Exsto: Developer Community Insights

A frequently asked question on the Apache Spark user email list concerns where to find data sets for evaluating the code. Oddly enough, the collection of archived messages for this email list provides an excellent data set for evaluating Spark capabilities, e.g., machine learning, graph algorithms, text analytics, time-series analysis, etc.

Herein, an open source developer community considers itself algorithmically. This project shows work-in-progress for how to surface data insights from the developer email forums for an Apache open source project. It leverages advanced technologies for natural language processing, machine learning, graph algorithms, time series analysis, etc. As an example, we use data from the <user@spark.apache.org> email list archives to help understand its community better.

See these talks about Exsto:

DataDayTexas 2015 session talk, [Microservices, Containers, and Machine Learning] (http://www.slideshare.net/pacoid/microservices-containers-and-machine-learning)
Scala Days EU 2015 session, [GraphX: Graph analytics for insights about developer communities] (http://www.slideshare.net/pacoid/graphx-graph-analytics-for-insights-about-developer-communities)

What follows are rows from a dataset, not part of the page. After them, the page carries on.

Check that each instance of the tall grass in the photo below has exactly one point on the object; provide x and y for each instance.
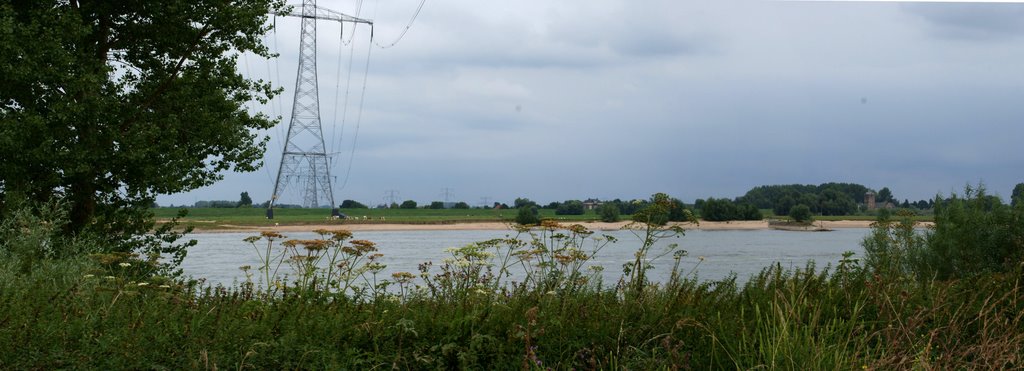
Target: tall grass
(470, 312)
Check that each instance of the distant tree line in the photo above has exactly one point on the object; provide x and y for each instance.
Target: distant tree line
(714, 209)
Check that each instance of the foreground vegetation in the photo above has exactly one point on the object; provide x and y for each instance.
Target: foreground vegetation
(948, 298)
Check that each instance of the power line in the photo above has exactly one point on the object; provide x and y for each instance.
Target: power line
(406, 30)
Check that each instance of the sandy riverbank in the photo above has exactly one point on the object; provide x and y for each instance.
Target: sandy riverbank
(593, 225)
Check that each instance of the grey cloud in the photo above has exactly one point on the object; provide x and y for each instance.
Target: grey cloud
(971, 22)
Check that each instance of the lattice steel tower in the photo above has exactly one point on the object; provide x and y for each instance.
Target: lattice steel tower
(304, 159)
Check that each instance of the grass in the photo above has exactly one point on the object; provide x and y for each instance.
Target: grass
(458, 314)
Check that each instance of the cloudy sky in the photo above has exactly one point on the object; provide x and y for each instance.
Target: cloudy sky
(614, 98)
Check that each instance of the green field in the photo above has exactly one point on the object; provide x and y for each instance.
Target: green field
(218, 217)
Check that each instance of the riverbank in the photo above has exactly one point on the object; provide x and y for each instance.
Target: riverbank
(493, 225)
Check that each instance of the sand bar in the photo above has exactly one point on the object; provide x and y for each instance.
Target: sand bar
(494, 225)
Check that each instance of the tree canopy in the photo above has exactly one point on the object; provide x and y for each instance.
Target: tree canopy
(105, 105)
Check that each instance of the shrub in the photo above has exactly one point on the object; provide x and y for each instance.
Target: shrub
(801, 213)
(974, 235)
(352, 204)
(570, 207)
(527, 216)
(608, 212)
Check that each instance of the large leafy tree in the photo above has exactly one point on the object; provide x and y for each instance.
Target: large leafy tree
(104, 105)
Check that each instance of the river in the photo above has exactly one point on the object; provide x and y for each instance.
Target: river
(712, 254)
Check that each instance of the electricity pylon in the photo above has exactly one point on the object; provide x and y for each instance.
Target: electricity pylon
(304, 159)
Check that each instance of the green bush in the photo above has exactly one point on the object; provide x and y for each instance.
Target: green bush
(527, 215)
(801, 213)
(570, 207)
(608, 212)
(973, 235)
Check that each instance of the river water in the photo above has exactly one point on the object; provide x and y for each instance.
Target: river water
(712, 254)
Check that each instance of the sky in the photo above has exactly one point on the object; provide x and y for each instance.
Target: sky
(606, 98)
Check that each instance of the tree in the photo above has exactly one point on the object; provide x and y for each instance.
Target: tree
(245, 200)
(608, 212)
(114, 102)
(885, 196)
(527, 216)
(749, 212)
(800, 213)
(352, 204)
(1017, 197)
(718, 210)
(522, 202)
(570, 207)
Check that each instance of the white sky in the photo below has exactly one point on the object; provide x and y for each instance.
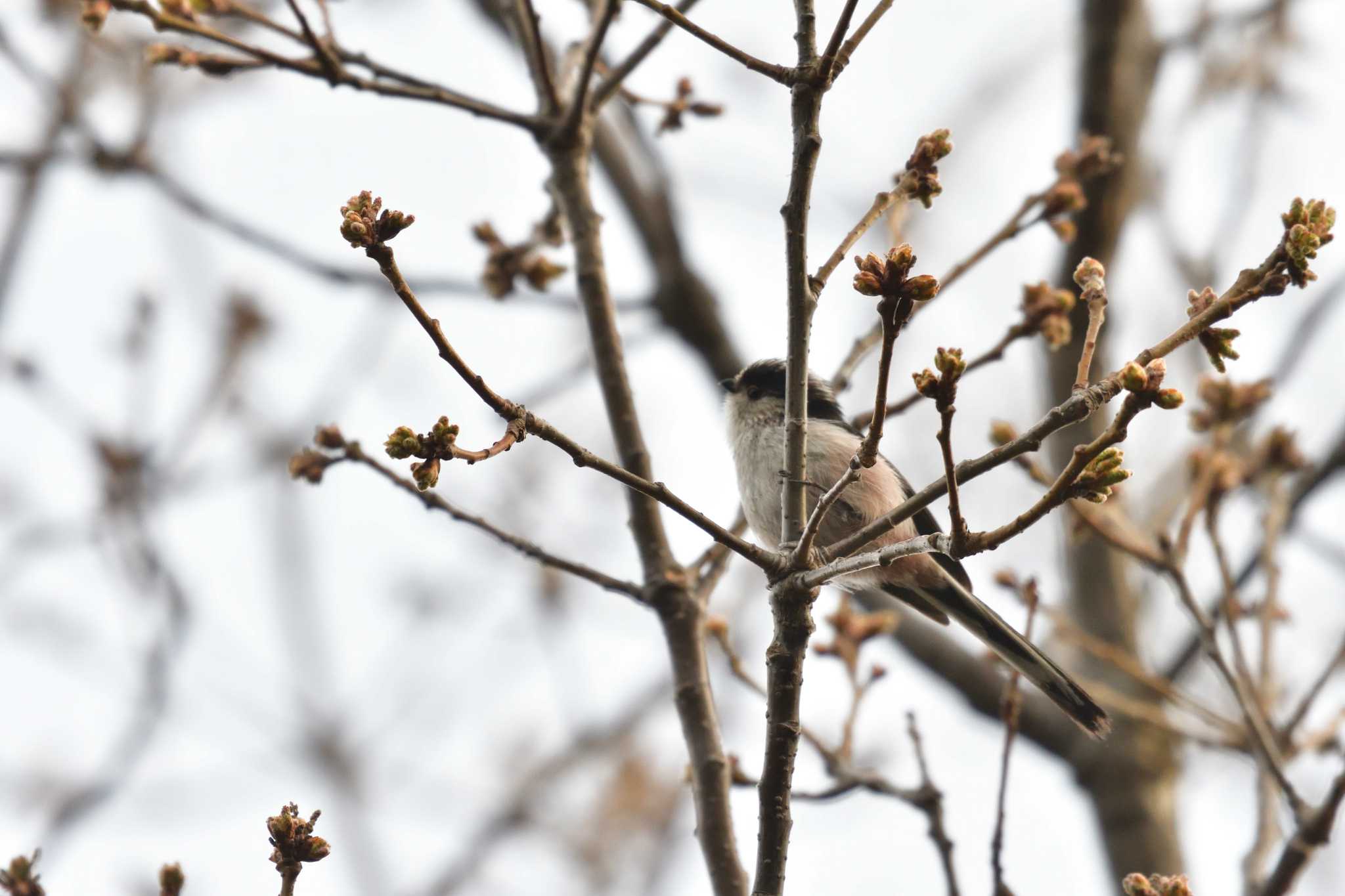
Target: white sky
(303, 597)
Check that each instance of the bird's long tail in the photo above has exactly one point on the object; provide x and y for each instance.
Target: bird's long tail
(997, 634)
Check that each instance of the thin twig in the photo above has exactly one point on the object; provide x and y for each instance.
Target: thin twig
(1095, 293)
(595, 45)
(1313, 832)
(860, 34)
(1251, 284)
(780, 74)
(994, 354)
(1300, 712)
(934, 807)
(1262, 738)
(432, 500)
(829, 55)
(681, 614)
(535, 51)
(315, 69)
(537, 426)
(881, 203)
(1009, 712)
(1015, 226)
(617, 74)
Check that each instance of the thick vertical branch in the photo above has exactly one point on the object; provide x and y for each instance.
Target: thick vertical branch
(1132, 778)
(680, 612)
(791, 606)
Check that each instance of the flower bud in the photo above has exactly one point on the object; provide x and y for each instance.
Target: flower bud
(921, 289)
(1090, 273)
(1133, 378)
(1169, 399)
(171, 880)
(403, 444)
(1002, 433)
(426, 473)
(927, 383)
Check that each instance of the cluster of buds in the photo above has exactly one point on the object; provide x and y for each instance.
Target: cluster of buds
(1218, 341)
(1102, 473)
(682, 104)
(1146, 382)
(1227, 402)
(1093, 159)
(294, 839)
(888, 276)
(1223, 471)
(1156, 885)
(431, 448)
(171, 880)
(310, 465)
(943, 386)
(1308, 227)
(1047, 310)
(850, 630)
(920, 179)
(362, 226)
(19, 878)
(505, 264)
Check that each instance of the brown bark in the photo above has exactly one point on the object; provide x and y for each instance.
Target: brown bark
(1132, 775)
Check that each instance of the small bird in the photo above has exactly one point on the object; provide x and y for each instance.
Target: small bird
(933, 584)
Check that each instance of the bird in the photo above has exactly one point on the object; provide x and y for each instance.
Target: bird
(934, 585)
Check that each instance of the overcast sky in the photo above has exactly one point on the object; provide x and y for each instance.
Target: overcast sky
(424, 647)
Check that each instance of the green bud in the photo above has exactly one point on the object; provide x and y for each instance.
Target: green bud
(403, 444)
(927, 383)
(1133, 378)
(921, 289)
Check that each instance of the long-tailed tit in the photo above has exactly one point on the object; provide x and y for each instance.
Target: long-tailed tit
(933, 584)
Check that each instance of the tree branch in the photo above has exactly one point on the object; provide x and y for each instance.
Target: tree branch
(780, 74)
(433, 501)
(315, 69)
(617, 74)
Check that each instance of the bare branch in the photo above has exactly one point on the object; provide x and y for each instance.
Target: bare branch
(1015, 226)
(1009, 712)
(934, 811)
(1251, 284)
(537, 426)
(1313, 832)
(432, 500)
(617, 74)
(860, 34)
(780, 74)
(595, 45)
(829, 55)
(315, 69)
(1268, 752)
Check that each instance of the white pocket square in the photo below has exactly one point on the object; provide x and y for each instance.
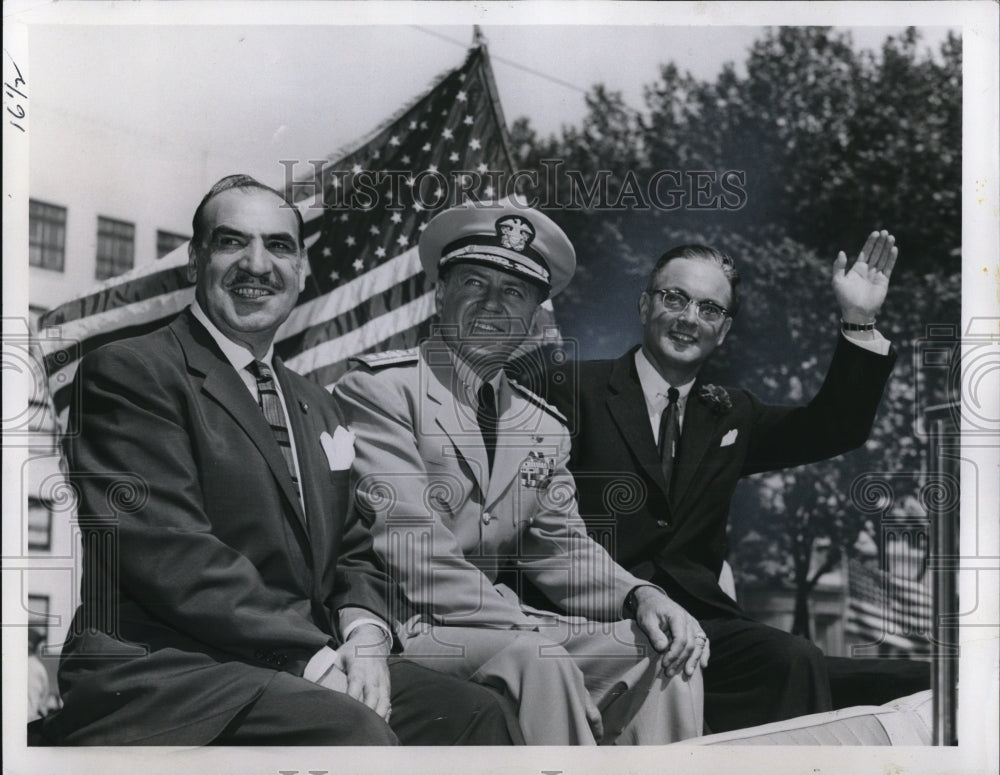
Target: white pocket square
(339, 448)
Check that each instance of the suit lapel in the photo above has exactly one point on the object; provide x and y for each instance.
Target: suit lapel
(456, 418)
(311, 474)
(512, 446)
(697, 434)
(627, 406)
(223, 384)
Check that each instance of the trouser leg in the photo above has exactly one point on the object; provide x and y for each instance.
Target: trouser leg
(543, 683)
(759, 674)
(430, 708)
(639, 704)
(293, 711)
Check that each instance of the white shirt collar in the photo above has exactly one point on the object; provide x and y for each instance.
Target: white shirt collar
(237, 354)
(653, 384)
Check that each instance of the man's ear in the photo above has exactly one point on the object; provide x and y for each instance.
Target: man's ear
(192, 267)
(643, 307)
(726, 325)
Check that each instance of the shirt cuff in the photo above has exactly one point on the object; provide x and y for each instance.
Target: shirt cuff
(630, 606)
(878, 344)
(347, 629)
(321, 663)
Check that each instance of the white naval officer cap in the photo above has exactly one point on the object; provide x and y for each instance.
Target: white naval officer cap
(507, 235)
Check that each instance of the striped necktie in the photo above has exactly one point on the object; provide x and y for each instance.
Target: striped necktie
(670, 432)
(274, 413)
(486, 416)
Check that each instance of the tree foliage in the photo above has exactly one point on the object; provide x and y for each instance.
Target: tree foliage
(829, 143)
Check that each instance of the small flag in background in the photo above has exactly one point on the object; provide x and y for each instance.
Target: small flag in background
(364, 213)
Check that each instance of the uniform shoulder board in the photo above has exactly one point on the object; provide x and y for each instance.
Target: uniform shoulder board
(387, 358)
(538, 401)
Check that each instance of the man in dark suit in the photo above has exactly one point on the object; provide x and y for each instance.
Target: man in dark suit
(231, 595)
(645, 426)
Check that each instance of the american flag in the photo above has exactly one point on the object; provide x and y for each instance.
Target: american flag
(364, 212)
(885, 608)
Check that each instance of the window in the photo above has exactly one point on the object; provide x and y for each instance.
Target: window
(47, 235)
(115, 247)
(166, 241)
(39, 525)
(38, 612)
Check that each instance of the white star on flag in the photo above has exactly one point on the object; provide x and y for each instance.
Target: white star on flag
(391, 305)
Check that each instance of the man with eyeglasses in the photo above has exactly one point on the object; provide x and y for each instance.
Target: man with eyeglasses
(645, 425)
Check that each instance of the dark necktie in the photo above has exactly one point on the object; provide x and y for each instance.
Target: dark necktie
(670, 433)
(486, 416)
(270, 404)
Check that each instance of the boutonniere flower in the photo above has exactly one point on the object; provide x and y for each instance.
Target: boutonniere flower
(715, 398)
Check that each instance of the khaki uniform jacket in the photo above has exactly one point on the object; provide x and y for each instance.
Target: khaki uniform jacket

In particular, we will shows production use of NLP tooling in Python, integrated with MLlib (machine learning) and GraphX (graph algorithms) in Apache Spark. Machine learning approaches used include: Word2Vec, TextRank, Connected Components, Streaming K-Means, etc.

Keep in mind that "One Size Fits All" is an anti-pattern, especially for Big Data tools. This project illustrates how to leverage microservices and containers to scale-out the code+data components that do not fit well in Spark, Hadoop, etc.

In addition to Spark, other technologies used include: Mesos, Docker, Anaconda, Flask, NLTK, TextBlob.

Dependencies

https://github.com/opentable/docker-anaconda

conda config --add channels https://conda.binstar.org/sloria
conda install textblob
python -m textblob.download_corpora
python -m nltk.downloader -d ~/nltk_data all
pip install -U textblob textblob-aptagger
pip install lxml
pip install python-dateutil
pip install Flask

NLTK and TextBlob require some data downloads which may also require updating the NLTK data path:

import nltk
nltk.data.path.append("~/nltk_data/")

Running

To change the project configuration simply edit the defaults.cfg file.

scrape the email list via scripts

./scrape.py data/foo.json

parse the email text via scripts

./parse.py data/foo.json parsed/foo.json

Public Data

Example data from the Apache Spark email list is available as JSON:

What's in a name?

The word exsto is the Latin verb meaning "to stand out", in its present active form.